In [1]:
import pandas as pd
import numpy as np
import matplotlib.pyplot as plt
import seaborn as sns
%matplotlib inline

In [2]:
df = pd.read_csv('groceries.csv')

In [3]:
df.info() #nearly 10,000 transactions/baskets

<class 'pandas.core.frame.DataFrame'>
RangeIndex: 9835 entries, 0 to 9834
Columns: 169 entries, frankfurter to bags
dtypes: bool(169)
memory usage: 1.6 MB


In [4]:
#let's look at a couple
df.head()
#observations: notice that each transaction is a row and each item is a column - this is the format that mlxtend likes

Unnamed: 0,frankfurter,sausage,liver loaf,ham,meat,finished products,organic sausage,chicken,turkey,pork,...,candles,light bulbs,sound storage medium,newspapers,photo/film,pot plants,flower soil/fertilizer,flower (seeds),shopping bags,bags
0,False,False,False,False,False,False,False,False,False,False,...,False,False,False,False,False,False,False,False,False,False
1,False,False,False,False,False,False,False,False,False,False,...,False,False,False,False,False,False,False,False,False,False
2,False,False,False,False,False,False,False,False,False,False,...,False,False,False,False,False,False,False,False,False,False
3,False,False,False,False,False,False,False,False,False,False,...,False,False,False,False,False,False,False,False,False,False
4,False,False,False,False,False,False,False,False,False,False,...,False,False,False,False,False,False,False,False,False,False


In [5]:
#download apriori from mlxtend library
from mlxtend.frequent_patterns import apriori

#fair warning - this was initially very memory-intensive to run (not sure why)
frequent_itemsets = apriori(df, min_support=0.001, use_colnames=True) #use apriori algorithm to obtain frequent itemsets

In [7]:
frequent_itemsets.info() #13000 rows with 2 columns

<class 'pandas.core.frame.DataFrame'>
RangeIndex: 13492 entries, 0 to 13491
Data columns (total 2 columns):
support     13492 non-null float64
itemsets    13492 non-null object
dtypes: float64(1), object(1)
memory usage: 210.9+ KB


In [8]:
frequent_itemsets.head()
#observations: what this is saying is that sausage has a support of about 9%, etc.
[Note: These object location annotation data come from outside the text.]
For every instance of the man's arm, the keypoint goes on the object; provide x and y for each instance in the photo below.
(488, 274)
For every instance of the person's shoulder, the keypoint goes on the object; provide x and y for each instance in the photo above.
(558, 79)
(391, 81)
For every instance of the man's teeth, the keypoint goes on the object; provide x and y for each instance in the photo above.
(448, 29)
Unnamed: 0,support,itemsets
0,0.058973,(frankfurter)
1,0.09395,(sausage)
2,0.005084,(liver loaf)
3,0.026029,(ham)
4,0.025826,(meat)


In [10]:
#let's check the end of the frequent_itemsets
frequent_itemsets.tail()
#observations: notice that these itemsets have more items in them

Unnamed: 0,support,itemsets
13487,0.001118,"(whipped/sour cream, root vegetables, yogurt, ..."
13488,0.001322,"(root vegetables, yogurt, tropical fruit, othe..."
13489,0.001017,"(root vegetables, yogurt, oil, tropical fruit,..."
13490,0.001118,"(root vegetables, yogurt, tropical fruit, othe..."
13491,0.001017,"(domestic eggs, yogurt, tropical fruit, other ..."


In [11]:
frequent_itemsets.sort_values(by=['support'], ascending=False).head()
#observations: whole milk has the highest support (i.e., most prevalent itemset out of all the transactions)

Unnamed: 0,support,itemsets
24,0.255516,(whole milk)
22,0.193493,(other vegetables)
53,0.183935,(rolls/buns)
99,0.174377,(soda)
29,0.139502,(yogurt)


In [15]:
#we are typically most interested in itemsets with multiple items in them (so we can find some sort of meaninful relation!)...

frequent_itemsets.iloc[0,1] #observe - this identifies a specific line from our df

frozenset({'frankfurter'})

In [16]:
len(frequent_itemsets.iloc[0,1]) #observe - this identifies the length of that line

1

In [17]:
#create a length feature for our df
frequent_itemsets['length'] = frequent_itemsets['itemsets'].apply(lambda x: len(x))

In [18]:
#preview our df
frequent_itemsets.head()

Unnamed: 0,support,itemsets,length
0,0.058973,(frankfurter),1
1,0.09395,(sausage),1
2,0.005084,(liver loaf),1
3,0.026029,(ham),1
4,0.025826,(meat),1


In [21]:
#now let's filter our frequent_itemsets df to cases where there were multiple items in the itemsets (i.e., len =2) and 
#that were pretty prevalent (i.e., support >= 0.02)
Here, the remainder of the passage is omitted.